Jesal Patel

Understanding Go's Sort Implementation: pdqsort

I remember learning that we shouldn’t typically implement and use our own sorting algorithms unless we have a good reason. There are plenty of reasons for this such as performance, reliability, and simply not creating unnecessary code to maintain. It did make me wonder what the sorting implementations we use on a daily basis actually look like. Some common options seem to be timsort and pattern-defeating quicksort (pdqsort)1. Go’s standard library currently uses pdqsort so I would like to walk through and understand Go’s implementation.

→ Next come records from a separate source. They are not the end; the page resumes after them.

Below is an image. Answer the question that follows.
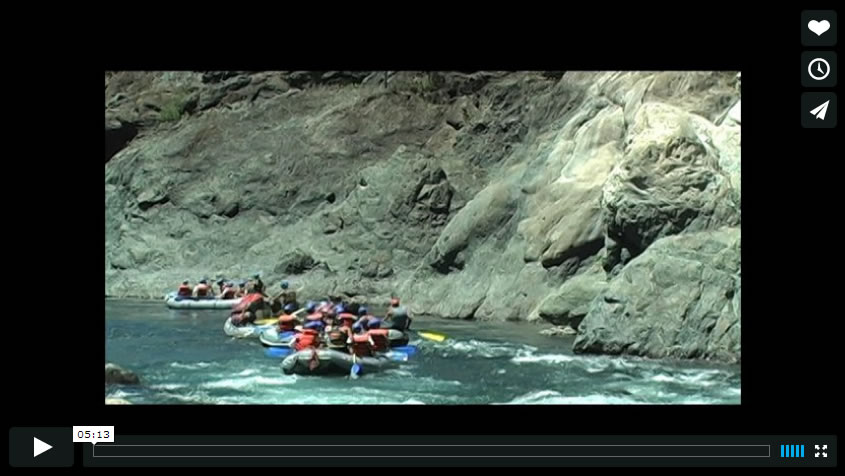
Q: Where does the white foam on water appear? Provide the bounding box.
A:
[150,383,188,390]
[106,389,140,398]
[200,375,296,390]
[170,362,214,370]
[648,370,723,387]
[434,339,537,359]
[511,354,576,364]
[505,390,643,405]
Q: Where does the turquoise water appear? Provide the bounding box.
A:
[106,300,741,404]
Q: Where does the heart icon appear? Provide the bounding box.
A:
[807,20,830,36]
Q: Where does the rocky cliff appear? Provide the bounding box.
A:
[105,71,741,361]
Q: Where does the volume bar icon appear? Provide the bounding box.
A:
[780,445,804,458]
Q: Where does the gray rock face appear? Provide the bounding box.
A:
[602,105,740,274]
[105,71,741,360]
[539,273,607,329]
[574,228,742,362]
[106,363,141,385]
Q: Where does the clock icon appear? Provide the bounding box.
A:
[807,58,830,81]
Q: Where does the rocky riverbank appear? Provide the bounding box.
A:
[105,71,741,361]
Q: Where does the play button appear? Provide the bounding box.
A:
[9,426,74,468]
[32,437,52,458]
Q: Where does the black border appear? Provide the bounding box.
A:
[19,5,841,450]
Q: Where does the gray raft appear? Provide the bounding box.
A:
[223,317,274,338]
[258,326,296,347]
[258,326,409,347]
[164,293,241,309]
[282,349,399,375]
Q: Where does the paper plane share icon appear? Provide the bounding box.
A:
[810,99,830,120]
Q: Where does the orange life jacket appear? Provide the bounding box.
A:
[365,329,390,352]
[222,287,235,299]
[194,284,211,296]
[306,312,323,321]
[279,314,299,332]
[337,312,356,327]
[349,334,373,357]
[294,329,320,351]
[232,293,263,314]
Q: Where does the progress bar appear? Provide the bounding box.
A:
[83,433,835,467]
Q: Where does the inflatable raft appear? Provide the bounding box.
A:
[258,326,296,347]
[223,317,275,339]
[282,349,404,375]
[164,292,241,309]
[258,326,409,348]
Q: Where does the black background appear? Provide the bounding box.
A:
[4,4,843,460]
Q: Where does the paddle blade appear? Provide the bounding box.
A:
[418,331,446,342]
[386,351,408,362]
[264,347,293,358]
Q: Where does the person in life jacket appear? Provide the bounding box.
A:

Pattern-defeating quicksort is an unstable sorting algorithm that dynamically makes use of modified versions of quicksort, heapsort, and insertion sort in various cases. The algorithm was created by Orson Peters and is based on introsort.

Function Structure

Let’s take a look at what happens when we call slices.Sort(x)2. The first thing that happens is we encounter a helper function that calls the pdqsort function with its required arguments:

func Sort[S ~[]E, E cmp.Ordered](x S) {
    n := len(x)
    // pdqsortOrdered[E cmp.Ordered](data []E, a, b, limit int)
    pdqsortOrdered(x, 0, n, bits.Len(uint(n)))
}

The function call itself looks pretty straightforward. The a and b parameters are the start (inclusive) and end (exclusive) of the slice. The limit in this context is the upper bound for the amount of bad pivots allowed before the algorithm falls back to a different strategy. Go is using the amount of bits it takes to represent the length of our input slice to determine the limit. This is just ceil(log2(n+1)). This seems like a logical approach since that amount of good pivots would have likely produced a sorted array.

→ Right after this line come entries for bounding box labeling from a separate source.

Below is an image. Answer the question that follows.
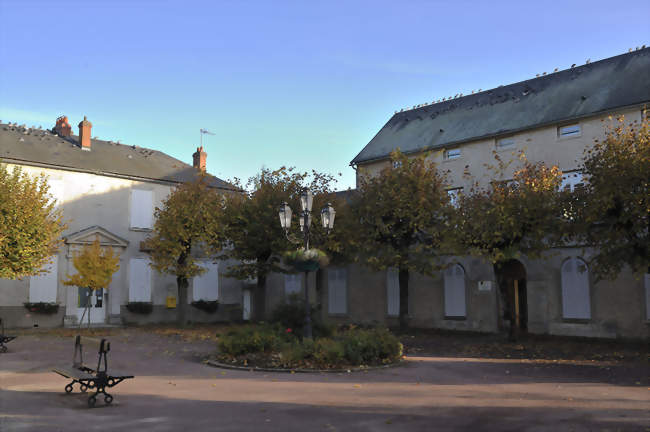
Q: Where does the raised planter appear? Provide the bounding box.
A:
[23,302,59,315]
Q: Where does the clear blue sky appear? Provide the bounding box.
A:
[0,0,650,189]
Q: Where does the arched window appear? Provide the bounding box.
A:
[562,258,591,319]
[444,264,467,318]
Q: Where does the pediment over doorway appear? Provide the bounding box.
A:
[65,225,129,248]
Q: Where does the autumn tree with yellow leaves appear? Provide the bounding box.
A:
[0,164,65,279]
[63,239,120,327]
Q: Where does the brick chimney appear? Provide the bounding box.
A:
[53,116,72,137]
[192,146,208,172]
[79,116,93,150]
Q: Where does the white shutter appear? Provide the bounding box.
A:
[192,263,219,301]
[562,258,591,319]
[284,274,301,297]
[444,264,467,317]
[131,189,153,229]
[327,268,348,314]
[129,258,151,302]
[386,268,399,316]
[29,255,59,303]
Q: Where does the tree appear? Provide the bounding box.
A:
[0,164,66,279]
[453,152,565,337]
[213,167,333,319]
[145,176,222,326]
[351,150,451,328]
[574,116,650,279]
[63,239,120,328]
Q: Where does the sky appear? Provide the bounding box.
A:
[0,0,650,190]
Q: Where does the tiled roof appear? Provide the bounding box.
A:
[0,124,235,189]
[351,48,650,165]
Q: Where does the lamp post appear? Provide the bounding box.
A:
[279,189,336,339]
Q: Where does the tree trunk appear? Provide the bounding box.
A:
[251,274,266,321]
[176,276,189,327]
[398,268,409,330]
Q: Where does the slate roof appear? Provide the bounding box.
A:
[0,124,237,190]
[350,48,650,165]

The structure of the actual pdqsortOrdered function looks like this:

func pdqsortOrdered[E cmp.Ordered](data []E, a, b, limit int) {
    const maxInsertion = 12
    var (
        wasBalanced    = true // whether the last partitioning was reasonably balanced
        wasPartitioned = true // whether the slice was already partitioned
    )

    for {
        // ...
    }
}

The function sets up some variables that it will use to make decisions during each loop. The maxInsertion constant is used to determine if the length of the slice is small enough that insertion sort will be used. This is a good choice because insertion sort is highly efficient for small arrays. The rest of the function is just the loop that will do the sorting. One thing to keep in mind that we won’t see until later in the implementation is that the function recursively calls itself for one partition and handles the remaining partition iteratively in the next loop.

Base Case

// ... (pdqsortOrdered func)
for {
    length := b - a
    if length <= maxInsertion {
        insertionSortOrdered(data, a, b)
        return
    }
    // ...
}

The first check in the loop is to check if the current length is small enough for insertion sort, and if so then the sorting of this portion is finished. This serves as the base case for the recursion that we’ll see later on in the implementation.

Heapsort Fallback

// ... (pdqsortOrdered func)
if limit == 0 {
    heapSortOrdered(data, a, b)
    return
}

Next the algorithm checks to see if it has reached the limit for poor partitions in previous iterations of the loop, and if so, it will fall back to heapsort for the rest of the sorting. Regardless of the pattern that is causing the algorithm to partition poorly, heapsort will provide guaranteed O(nlogn) performance regardless of any patterns in the input.

Pattern Breaking

An interesting property of this algorithm is that it does attempt to break up patterns in the input when it encounters imbalance. This is the next step, if there was an imbalance in the previous partition.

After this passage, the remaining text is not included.